In dit verband is de procedure van artikel 29 van richtlijn 2007/46 tot vaststelling van een kader voor de goedkeuring van motorvoertuigen en aanhangwagens daarvan en van systemen, onderdelen en technische eenheden die voor dergelijke voertuigen zijn bestemd, een onderzoek in de zin van artikel 4, lid 2, derde streepje, van verordening nr. 1049/2001. De procedure van genoemd artikel 29 is immers een gestructureerde en geformaliseerde procedure van de Commissie die tot doel heeft informatie te verzamelen en te analyseren opdat die instelling een standpunt kan innemen in de uitoefening van haar functies uit hoofde van het VEU en het VWEU.

(zie punten 130‑136)

6.      Opdat een algemeen vermoeden geldig kan worden tegengeworpen aan de persoon die op basis van verordening nr. 1049/2001 inzake de toegang van het publiek tot documenten van het Europees Parlement, de Raad en de Commissie om toegang tot documenten verzoekt, is vereist dat de gevraagde documenten tot eenzelfde categorie documenten behoren of van gelijke aard zijn. Voorts is de toepassing van algemene vermoedens in wezen geboden wegens de dwingende noodzaak om de correcte werking van de betrokken procedures te verzekeren en te garanderen dat de doelstellingen ervan niet worden ondermijnd. Zo kan de erkenning van een algemeen vermoeden worden gebaseerd op de onverenigbaarheid van toegang tot documenten van bepaalde procedures met het goede verloop ervan en op de dreigende ondermijning ervan, met dien verstande dat de algemene vermoedens de integriteit van het verloop van de procedure kunnen beschermen door de inmenging van derden te beperken. Ten slotte is de toepassing van specifieke voorschriften die zijn vastgesteld in een juridische handeling betreffende een procedure bij een instelling van de Unie ten behoeve waarvan de gevraagde documenten zijn overgelegd, een van de criteria die de erkenning van een algemeen vermoeden kunnen rechtvaardigen.

(zie punten 138‑140)

7.      Aangezien de mogelijkheid om uit te gaan van algemene vermoedens niet alleen leidt tot een inperking van het fundamentele transparantiebeginsel dat is vervat in artikel 11 VEU, artikel 15 VWEU en verordening nr. 1049/2001 inzake de toegang van het publiek tot documenten van het Europees Parlement, de Raad en de Commissie, maar in de praktijk tevens tot een beperking van de toegang tot de betrokken documenten, moet het gebruik van dergelijke vermoedens op zeer goede en overtuigende gronden berusten.

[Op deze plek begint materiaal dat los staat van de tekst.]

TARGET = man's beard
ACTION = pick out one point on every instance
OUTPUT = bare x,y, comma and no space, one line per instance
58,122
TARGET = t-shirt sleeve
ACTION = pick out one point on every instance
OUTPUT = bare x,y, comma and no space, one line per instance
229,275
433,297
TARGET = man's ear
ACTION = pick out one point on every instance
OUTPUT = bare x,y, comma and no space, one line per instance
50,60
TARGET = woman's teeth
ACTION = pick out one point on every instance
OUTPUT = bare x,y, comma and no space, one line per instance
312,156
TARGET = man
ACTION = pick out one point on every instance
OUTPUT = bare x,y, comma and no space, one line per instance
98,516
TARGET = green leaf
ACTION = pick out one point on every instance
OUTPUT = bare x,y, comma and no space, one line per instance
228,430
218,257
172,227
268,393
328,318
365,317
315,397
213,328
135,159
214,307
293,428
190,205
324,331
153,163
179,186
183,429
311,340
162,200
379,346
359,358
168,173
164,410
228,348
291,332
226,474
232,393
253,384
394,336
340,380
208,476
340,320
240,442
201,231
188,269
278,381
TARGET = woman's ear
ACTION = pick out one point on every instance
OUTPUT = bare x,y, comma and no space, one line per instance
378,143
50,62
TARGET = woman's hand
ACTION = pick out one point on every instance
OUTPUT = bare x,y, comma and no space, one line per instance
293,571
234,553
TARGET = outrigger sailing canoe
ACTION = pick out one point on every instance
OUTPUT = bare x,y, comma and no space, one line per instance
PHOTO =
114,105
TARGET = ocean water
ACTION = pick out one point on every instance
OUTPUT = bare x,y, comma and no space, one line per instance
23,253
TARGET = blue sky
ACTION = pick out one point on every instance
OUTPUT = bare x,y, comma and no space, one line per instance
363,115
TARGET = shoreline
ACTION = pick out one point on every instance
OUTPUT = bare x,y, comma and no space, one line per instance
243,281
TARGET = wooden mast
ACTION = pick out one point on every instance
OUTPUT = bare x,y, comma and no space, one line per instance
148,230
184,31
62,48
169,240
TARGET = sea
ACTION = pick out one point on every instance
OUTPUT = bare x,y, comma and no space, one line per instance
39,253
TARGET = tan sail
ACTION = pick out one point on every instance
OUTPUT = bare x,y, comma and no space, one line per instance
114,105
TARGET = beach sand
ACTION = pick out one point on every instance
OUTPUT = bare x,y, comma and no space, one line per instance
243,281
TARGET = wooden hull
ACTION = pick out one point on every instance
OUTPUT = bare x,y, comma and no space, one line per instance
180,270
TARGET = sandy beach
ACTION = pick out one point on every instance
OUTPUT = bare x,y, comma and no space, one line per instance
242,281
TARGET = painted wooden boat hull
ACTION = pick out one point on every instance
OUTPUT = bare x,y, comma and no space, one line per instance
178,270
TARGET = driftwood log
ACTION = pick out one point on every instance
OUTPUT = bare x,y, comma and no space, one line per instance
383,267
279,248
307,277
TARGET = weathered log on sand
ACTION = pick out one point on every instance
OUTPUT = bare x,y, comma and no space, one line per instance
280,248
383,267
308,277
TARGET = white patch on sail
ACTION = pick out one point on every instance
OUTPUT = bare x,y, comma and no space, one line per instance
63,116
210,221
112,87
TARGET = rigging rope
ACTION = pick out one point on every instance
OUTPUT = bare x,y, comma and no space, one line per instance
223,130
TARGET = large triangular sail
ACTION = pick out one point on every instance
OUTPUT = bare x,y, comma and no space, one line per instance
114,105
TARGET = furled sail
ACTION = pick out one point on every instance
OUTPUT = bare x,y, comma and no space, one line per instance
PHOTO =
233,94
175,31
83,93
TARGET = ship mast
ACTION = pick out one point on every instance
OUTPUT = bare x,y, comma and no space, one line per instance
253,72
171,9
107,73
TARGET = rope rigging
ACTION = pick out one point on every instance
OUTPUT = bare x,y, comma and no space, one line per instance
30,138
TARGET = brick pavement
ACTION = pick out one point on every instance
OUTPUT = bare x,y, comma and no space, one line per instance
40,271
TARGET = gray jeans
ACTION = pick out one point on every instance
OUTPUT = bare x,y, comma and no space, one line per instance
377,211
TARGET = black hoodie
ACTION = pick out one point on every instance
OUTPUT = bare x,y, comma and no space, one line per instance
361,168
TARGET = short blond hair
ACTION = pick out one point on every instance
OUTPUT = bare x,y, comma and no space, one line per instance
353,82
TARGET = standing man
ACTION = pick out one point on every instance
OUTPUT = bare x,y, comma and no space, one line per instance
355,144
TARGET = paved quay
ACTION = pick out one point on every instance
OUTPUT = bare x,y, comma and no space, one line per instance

Aangaande een verzoek om toegang tot het administratieve dossier van de onderzoeksprocedure die door de Commissie wordt uitgevoerd op grondslag van artikel 29 van richtlijn 2007/46 tot vaststelling van een kader voor de goedkeuring van motorvoertuigen en aanhangwagens daarvan en van systemen, onderdelen en technische eenheden die voor dergelijke voertuigen zijn bestemd, moet de Commissie, om aan een verzoeker een algemeen vermoeden van niet-openbaarmaking te kunnen tegenwerpen, duidelijk maken waarom de toepassing van dat vermoeden noodzakelijk is om de correcte werking van de betrokken procedure te verzekeren en om te garanderen dat de doelstellingen van die procedure niet worden ondermijnd. Het inroepen van gronden zoals de noodzaak om te zorgen voor een klimaat van discretie en vertrouwen in de relatie met de lidstaten en om de inmenging van derden in het lopende onderzoek tegen te gaan, is in dit verband niet overtuigend, omdat deze gronden kunnen worden aangevoerd met betrekking tot om het even welke tegen een lidstaat ingeleide onderzoeksprocedure. De erkenning van de mogelijkheid om op die gronden een algemeen vermoeden van niet-openbaarmaking toe te passen, zou op gespannen voet staan met de rechtspraak volgens welke een dergelijk vermoeden strikt moet worden uitgelegd en toegepast, aangezien het een uitzondering vormt op de verplichting voor de betrokken instelling om elk document waarvan om toegang is verzocht, concreet en individueel te onderzoeken, en meer in het algemeen op het beginsel van een zo ruim mogelijke toegang van het publiek tot bij de instellingen van de Unie berustende documenten.

(zie punten 155‑159)

8.      Met betrekking tot een procedure die door de Commissie wordt ingeleid krachtens artikel 29 van richtlijn 2007/46 tot vaststelling van een kader voor de goedkeuring van motorvoertuigen en aanhangwagens daarvan en van systemen, onderdelen en technische eenheden die voor dergelijke voertuigen zijn bestemd, op grond waarvan een lidstaat mag weigeren voertuigen te registreren, kan de Commissie zich niet beroepen op het algemene vermoeden van niet-openbaarmaking van de documenten betreffende EU-pilot-procedures om de toegang tot het administratieve dossier van de onderzoeksprocedure te weigeren, voor zover een weigering van registratie kan worden gerechtvaardigd door andere gronden dan de niet-inachtneming van de toepasselijke wetgeving door de bevoegde nationale autoriteiten. Bovendien is de op grond van artikel 29, lid 1, van genoemde richtlijn ingeleide procedure niet het voorstadium van de tegen een lidstaat gestarte niet-nakomingsprocedure.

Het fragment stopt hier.